Smoking attitudes changing in Amarillo

Smoking attitudes changing in Amarillo

By John Kanelis

Sometimes you can win without winning.

So it seems with a once-intense effort to enact an Amarillo city ordinance that would have banned smoking indoors in establishments that serve the public and are open to public access.

Two ballot measures – one in 2005 and another in 2008 – sought to bring that change to the city. Both times the measures failed by virtually the same margin.

Is it time to bring the issue back for yet another vote? Is it time to enact a citywide ban on indoor smoking?

One of the advocates of that movement, Mary Coyne – an Amarillo advertising and marketing executive – thinks there might no longer be a compelling need to enact a citywide ordinance.

"We lost both elections by the exact same margin," Coyne said, "even though our second run at it was much more sophisticated. What that tells me is that people around here don't change their minds and another run at it probably wouldn't yield different results."

But Coyne sees some good news in the failed efforts to enact the ordinance. She said, "Many restaurants and several bars have voluntarily gone smoke-free since our ordinance drives because they have come to realize it's good for business. Most paying customers don't want to smell smoke while they eat and drink."

Coyne said so many of these establishments have gone smoke-free that "many of us can for weeks without ever smelling cigarette smoke. Because of that, it's hard to get people whipped up enough to go vote for a tougher smoking ordinance."

She said her group "raised a lot of awareness and helped change the culture here as it relates to smoking freely everywhere. It's interesting to me to see how many bars that have made the leap of faith to go smoke-free and help their musicians and workers have a better work environment."

The Golden Light Café and Cantina is owned by an individual who did a complete about-face on the issue of smoking.

The establishment, which is located in the Historic Route 66 District on Sixth Avenue, used to allow smoking everywhere. There were no areas designated for smokers, or areas set aside for non-smokers or those who didn't want to breathe the second-hand smoke while they were inside the establishment.

Since the elections, the Golden Light Cantina has gone completely smoke-free. The business owner, Angela Corpening, made that "leap of faith" by banning smoking.

And she doesn't regret it one bit.

Corpening bought the Golden Light in 2006, when smoking was still allowed throughout the establishment. She said she had worked there since 2000, including while she was attending West Texas A&M University, where she earned two master's degrees: in business administration and in finance/economics.

"We made the restaurant smoke-free in 2008," Corpening said, "and the bar went smoke-free in 2012."

Corpening said she still opposes the idea of City Hall mandating whether businesses should prohibit smoking, but said "it was the right thing to do."

She admitted to being "a little apprehensive" about banning smoking in the bar area, and said she "took a lot of heat from angry customers when I did it."

Since then, though, she's gotten more business than she had when smoking was allowed in the bar area. "Overall, it's been the best decision I ever made," she said.

Corpening also noted that "a lot of touring bands stipulate that they won't play in venues where smoking is allowed," citing two of them: Shiny Ribs and Uncle Lucius.

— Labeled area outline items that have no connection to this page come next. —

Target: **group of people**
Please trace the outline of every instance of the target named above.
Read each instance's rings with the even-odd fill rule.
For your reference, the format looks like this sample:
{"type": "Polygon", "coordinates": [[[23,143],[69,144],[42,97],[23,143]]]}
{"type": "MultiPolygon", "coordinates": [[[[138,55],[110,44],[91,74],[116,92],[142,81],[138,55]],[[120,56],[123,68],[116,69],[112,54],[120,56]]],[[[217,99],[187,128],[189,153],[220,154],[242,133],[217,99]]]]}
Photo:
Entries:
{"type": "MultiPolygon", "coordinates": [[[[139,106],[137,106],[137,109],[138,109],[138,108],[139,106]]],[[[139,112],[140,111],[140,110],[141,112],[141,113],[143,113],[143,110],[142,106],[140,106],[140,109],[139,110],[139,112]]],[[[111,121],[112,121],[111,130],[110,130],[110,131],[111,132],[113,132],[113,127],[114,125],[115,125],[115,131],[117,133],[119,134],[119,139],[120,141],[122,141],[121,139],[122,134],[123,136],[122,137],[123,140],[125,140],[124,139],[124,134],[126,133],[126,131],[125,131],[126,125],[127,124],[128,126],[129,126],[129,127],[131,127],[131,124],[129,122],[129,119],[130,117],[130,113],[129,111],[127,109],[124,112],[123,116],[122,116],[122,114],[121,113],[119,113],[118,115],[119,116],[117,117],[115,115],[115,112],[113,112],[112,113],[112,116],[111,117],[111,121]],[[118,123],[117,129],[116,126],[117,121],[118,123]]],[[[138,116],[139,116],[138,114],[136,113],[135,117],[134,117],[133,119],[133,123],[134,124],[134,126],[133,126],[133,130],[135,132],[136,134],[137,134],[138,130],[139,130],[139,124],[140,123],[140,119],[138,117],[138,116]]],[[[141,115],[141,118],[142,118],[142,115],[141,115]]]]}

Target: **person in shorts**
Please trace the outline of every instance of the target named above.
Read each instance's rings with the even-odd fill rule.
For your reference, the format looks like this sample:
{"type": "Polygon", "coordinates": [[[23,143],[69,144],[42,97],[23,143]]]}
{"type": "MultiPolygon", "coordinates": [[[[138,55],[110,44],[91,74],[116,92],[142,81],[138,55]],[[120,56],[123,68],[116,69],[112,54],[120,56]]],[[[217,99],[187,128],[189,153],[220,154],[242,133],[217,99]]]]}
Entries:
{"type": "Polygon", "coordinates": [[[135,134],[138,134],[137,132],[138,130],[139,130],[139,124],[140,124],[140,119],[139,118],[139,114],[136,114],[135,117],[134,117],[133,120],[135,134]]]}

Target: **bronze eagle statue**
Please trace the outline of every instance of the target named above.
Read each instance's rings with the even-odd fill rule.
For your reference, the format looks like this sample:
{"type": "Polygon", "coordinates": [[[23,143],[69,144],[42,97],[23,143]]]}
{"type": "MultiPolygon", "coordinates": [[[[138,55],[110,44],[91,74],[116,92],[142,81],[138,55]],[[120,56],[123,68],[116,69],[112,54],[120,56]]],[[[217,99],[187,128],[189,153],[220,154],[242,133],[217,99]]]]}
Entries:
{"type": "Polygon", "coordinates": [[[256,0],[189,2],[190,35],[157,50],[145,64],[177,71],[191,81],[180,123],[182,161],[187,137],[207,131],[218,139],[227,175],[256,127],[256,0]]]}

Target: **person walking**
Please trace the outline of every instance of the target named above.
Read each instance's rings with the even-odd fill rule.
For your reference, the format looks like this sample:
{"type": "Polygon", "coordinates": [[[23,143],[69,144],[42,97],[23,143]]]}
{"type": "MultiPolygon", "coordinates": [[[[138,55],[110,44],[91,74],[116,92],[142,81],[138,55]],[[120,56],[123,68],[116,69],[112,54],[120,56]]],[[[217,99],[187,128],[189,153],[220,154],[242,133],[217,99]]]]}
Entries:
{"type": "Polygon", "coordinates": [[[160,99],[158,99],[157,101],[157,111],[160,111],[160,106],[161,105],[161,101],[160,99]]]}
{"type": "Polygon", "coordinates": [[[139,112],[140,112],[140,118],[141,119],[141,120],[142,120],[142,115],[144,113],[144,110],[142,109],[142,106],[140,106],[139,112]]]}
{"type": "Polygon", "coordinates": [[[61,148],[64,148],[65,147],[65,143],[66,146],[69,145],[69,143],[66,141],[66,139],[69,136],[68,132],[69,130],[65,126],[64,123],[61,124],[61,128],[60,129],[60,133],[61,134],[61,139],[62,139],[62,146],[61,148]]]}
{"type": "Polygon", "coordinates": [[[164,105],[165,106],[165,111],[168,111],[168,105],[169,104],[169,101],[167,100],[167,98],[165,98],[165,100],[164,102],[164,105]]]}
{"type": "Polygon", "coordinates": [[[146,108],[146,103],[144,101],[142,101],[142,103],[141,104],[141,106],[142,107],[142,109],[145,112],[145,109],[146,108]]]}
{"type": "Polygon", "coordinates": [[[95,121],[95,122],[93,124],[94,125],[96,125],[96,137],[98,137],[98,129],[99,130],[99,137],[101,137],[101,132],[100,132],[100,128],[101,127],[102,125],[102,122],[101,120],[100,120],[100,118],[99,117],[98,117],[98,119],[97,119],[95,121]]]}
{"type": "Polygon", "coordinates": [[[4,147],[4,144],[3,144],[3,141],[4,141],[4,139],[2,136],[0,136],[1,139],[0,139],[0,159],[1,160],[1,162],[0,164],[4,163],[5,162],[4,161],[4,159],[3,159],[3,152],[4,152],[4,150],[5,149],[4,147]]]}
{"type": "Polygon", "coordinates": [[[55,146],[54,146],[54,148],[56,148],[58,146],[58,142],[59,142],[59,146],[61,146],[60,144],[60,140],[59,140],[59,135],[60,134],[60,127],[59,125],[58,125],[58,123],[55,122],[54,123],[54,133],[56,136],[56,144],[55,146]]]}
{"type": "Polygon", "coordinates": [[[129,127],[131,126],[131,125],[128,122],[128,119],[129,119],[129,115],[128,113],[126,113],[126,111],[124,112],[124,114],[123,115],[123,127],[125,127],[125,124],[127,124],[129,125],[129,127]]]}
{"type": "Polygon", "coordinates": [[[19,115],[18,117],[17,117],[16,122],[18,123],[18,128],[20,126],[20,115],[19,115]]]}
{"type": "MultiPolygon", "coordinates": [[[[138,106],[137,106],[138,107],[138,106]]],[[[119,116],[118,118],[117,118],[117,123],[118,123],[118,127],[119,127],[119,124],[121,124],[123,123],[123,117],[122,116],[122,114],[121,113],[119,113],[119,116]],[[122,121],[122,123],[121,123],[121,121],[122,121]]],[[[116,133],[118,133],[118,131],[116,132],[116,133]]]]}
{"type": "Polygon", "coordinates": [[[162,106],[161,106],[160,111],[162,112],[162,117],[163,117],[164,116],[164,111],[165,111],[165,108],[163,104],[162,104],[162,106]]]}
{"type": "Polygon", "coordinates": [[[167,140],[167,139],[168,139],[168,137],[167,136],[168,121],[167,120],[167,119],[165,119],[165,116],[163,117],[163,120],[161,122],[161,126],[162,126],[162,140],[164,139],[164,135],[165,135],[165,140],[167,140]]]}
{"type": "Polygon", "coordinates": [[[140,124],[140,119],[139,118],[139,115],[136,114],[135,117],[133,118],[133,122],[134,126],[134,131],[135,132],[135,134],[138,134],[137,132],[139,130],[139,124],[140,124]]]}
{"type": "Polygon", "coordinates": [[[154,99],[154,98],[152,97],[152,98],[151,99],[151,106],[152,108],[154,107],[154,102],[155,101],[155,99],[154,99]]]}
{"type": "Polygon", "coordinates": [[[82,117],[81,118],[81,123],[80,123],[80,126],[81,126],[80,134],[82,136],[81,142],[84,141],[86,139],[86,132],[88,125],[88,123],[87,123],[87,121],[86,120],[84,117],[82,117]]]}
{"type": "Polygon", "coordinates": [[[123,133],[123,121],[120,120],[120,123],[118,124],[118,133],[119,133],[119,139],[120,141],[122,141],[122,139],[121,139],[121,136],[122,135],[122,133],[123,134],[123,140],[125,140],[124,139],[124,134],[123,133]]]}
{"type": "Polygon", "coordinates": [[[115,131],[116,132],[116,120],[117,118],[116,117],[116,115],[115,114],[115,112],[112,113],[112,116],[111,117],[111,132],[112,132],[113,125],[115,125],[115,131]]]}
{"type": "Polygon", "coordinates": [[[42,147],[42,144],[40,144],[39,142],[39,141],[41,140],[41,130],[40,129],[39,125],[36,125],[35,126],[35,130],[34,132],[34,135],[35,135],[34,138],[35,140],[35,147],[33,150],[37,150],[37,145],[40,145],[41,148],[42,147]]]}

Both of those bands are "pretty big and they won't play where there's smoke in the room."

Coyne described the difference between the first and second campaigns. "During the 2008 campaign, we had to submit a lot more signatures on the petition to put the issue on the ballot because there was such a big turnout in the previous election," Coyne said, noting the city referendum requirements under the municipal election code.

"We were able to organize a phone bank and we identified those who favored the (smoking ban) ordinance," she said.

"We tried to use some state-of-the-art techniques," Coyne said, "but people already had made up their minds."

The smoking ban debate turned on the health risks associated with breathing second-hand smoke, she said, noting that the group – Breathe Easy Amarillo – enlisted the help of medical professionals, such as Dr. James Luce, an oncologist who's now retired and living in Albuquerque. "He had seen and treated plenty of people who had come down with cancer," Coyne said. "Dr. Luce understood the risks involved with second-hand smoke," she said.

"We've made some huge inroads," Coyne said of the effort to change people's minds about smoking. She noted that in 2001, "about 48 percent of high school seniors said they had smoked a cigarette at least once in the past 30 days. Today, those numbers are way down."

Coyne also said she is "shocked" at how many restaurants "and even bars" have gone smoke-free. "The number of smoke-free eating and drinking establishments was much less before this drive," she said.

Coyne also said that she believes "a lot of restaurant owners wanted to go smoke-free but wanted to be forced to do it. They wanted the city to tell them" to ban smoking. Others, however – such as Corpening – opposed mandates being handed down from City Hall.

She said the debate over the proposed ordinance "gave us an opportunity to have a great dialogue. It's too bad it didn't turn out the way we wanted, but we think now that people really understand a lot better the harm that is caused by smoking."

And for Corpening, the difference also involves personal hygiene.

"You can come here, eat and drink, have a good time, listen to music," she said, "and then leave – and not have to take a shower when you get home."